🤖 AI Summary
This work addresses the inefficiency in existing Low-Rank Adaptation (LoRA) methods arising from the lack of coordinated optimization among rank allocation, scaling factors, and initialization. The authors propose TLoRA, a novel framework that, during early training, initializes the A matrix into a task-relevant subspace via singular value decomposition of the product between input activation covariances and pre-trained weights, then freezes A and trains only the B matrix. Simultaneously, TLoRA adaptively assigns per-layer ranks and scaling factors based on parameter sensitivity. This approach uniquely unifies initialization and resource allocation in LoRA under a task-aware paradigm, enabling highly efficient fine-tuning within a fixed parameter budget.
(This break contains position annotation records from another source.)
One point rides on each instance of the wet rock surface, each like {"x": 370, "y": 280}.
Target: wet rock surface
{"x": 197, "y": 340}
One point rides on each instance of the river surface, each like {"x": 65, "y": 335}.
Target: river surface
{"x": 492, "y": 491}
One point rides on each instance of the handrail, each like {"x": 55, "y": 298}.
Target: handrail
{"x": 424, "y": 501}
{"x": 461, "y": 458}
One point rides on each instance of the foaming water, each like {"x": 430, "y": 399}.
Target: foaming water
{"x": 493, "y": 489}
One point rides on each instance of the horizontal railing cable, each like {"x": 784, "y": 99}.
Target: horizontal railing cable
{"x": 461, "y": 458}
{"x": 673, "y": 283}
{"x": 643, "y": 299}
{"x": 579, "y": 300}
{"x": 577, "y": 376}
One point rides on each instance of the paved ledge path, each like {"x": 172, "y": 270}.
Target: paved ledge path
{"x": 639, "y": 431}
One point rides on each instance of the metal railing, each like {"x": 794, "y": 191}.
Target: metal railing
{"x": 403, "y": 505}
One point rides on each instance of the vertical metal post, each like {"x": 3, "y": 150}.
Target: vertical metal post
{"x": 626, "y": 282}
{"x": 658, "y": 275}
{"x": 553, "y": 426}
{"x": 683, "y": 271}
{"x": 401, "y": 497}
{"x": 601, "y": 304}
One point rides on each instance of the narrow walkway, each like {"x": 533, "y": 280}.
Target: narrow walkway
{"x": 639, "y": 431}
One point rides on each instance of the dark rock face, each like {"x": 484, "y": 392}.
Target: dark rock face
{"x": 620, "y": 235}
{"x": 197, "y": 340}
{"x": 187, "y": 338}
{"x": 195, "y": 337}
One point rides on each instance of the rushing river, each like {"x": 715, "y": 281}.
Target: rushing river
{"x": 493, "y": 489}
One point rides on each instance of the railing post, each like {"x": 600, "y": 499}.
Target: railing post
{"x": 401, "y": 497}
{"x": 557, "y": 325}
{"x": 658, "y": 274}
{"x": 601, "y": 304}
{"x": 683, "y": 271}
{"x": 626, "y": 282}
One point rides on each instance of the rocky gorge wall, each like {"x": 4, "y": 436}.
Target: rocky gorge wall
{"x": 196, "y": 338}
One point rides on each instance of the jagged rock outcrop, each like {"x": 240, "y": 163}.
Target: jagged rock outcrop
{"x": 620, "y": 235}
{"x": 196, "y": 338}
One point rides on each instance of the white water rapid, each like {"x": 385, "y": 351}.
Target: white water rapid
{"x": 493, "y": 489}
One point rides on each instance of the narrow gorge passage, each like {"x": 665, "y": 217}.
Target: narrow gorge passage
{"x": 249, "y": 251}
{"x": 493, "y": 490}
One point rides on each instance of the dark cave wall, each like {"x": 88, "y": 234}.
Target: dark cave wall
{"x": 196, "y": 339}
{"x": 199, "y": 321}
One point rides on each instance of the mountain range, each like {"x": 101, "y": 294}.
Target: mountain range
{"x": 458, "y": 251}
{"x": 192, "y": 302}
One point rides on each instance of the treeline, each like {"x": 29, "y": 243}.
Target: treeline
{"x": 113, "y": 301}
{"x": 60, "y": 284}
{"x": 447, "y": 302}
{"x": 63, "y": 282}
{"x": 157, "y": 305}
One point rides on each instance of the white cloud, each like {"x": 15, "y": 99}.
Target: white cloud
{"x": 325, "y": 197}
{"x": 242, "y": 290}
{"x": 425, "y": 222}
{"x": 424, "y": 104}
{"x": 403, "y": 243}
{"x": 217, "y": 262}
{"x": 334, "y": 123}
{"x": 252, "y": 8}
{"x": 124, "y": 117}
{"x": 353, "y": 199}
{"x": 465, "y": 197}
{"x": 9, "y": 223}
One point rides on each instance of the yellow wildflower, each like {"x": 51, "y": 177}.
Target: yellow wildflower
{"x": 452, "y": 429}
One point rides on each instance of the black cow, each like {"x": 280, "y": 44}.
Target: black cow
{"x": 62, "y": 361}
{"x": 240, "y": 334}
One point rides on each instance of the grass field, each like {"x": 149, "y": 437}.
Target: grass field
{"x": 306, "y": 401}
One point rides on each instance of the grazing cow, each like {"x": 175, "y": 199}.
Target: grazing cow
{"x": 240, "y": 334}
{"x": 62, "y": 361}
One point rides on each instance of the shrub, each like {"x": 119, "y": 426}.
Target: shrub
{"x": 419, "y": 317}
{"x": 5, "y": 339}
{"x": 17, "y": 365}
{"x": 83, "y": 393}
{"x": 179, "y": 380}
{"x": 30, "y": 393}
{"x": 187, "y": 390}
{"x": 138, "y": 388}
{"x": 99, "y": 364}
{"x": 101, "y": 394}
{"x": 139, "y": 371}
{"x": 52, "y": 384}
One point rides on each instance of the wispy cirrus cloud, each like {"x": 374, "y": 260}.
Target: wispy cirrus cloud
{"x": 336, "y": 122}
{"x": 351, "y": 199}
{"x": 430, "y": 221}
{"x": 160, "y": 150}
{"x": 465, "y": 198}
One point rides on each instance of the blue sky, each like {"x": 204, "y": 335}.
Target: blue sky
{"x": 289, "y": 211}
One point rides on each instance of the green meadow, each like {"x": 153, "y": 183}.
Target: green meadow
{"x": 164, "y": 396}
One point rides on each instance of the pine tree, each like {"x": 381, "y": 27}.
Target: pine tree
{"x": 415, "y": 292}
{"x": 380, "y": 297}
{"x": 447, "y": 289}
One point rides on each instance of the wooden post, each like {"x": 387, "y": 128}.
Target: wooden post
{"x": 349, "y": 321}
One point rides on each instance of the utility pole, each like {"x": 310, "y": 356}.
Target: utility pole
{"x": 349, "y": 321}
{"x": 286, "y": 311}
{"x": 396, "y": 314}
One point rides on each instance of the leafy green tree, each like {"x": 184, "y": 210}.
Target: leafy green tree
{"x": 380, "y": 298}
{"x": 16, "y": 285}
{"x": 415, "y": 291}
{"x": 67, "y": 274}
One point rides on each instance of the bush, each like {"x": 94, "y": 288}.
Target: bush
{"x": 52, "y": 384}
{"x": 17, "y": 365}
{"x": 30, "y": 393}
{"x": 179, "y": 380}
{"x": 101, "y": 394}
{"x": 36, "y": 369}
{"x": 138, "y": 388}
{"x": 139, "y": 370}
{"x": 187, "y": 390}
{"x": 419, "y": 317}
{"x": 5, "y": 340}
Experiments demonstrate that TLoRA consistently achieves superior performance across diverse tasks—including natural language understanding, commonsense and mathematical reasoning, code generation, and dialogue—while substantially reducing the number of trainable parameters.
📝 Abstract
Low-Rank Adaptation (LoRA) has become a widely adopted parameter-efficient fine-tuning method for large language models, with its effectiveness largely influenced by the allocation of ranks and scaling factors, as well as initialization. Existing LoRA variants typically address only one of these factors, often at the cost of increased training complexity or reduced practical efficiency. In this work, we present Task-aware Low-Rank Adaptation (TLoRA), a unified framework that jointly optimizes initialization and resource allocation at the outset of training. TLoRA introduces a data-driven initialization strategy that aligns the LoRA $A$ matrix with task-relevant subspaces by performing singular value decomposition on the product of pre-trained weights and input activation covariance. After this, the $A$ matrix is frozen, and only the $B$ matrix is trained. Furthermore, TLoRA employs a sensitivity-based importance metric to adaptively allocate ranks and scaling factors across layers under a fixed parameter budget. We conduct extensive experiments that demonstrate TLoRA consistently performs excellently across various tasks, including natural language understanding, commonsense reasoning, math reasoning, code generation, and chat generation, while significantly reducing the number of trainable parameters.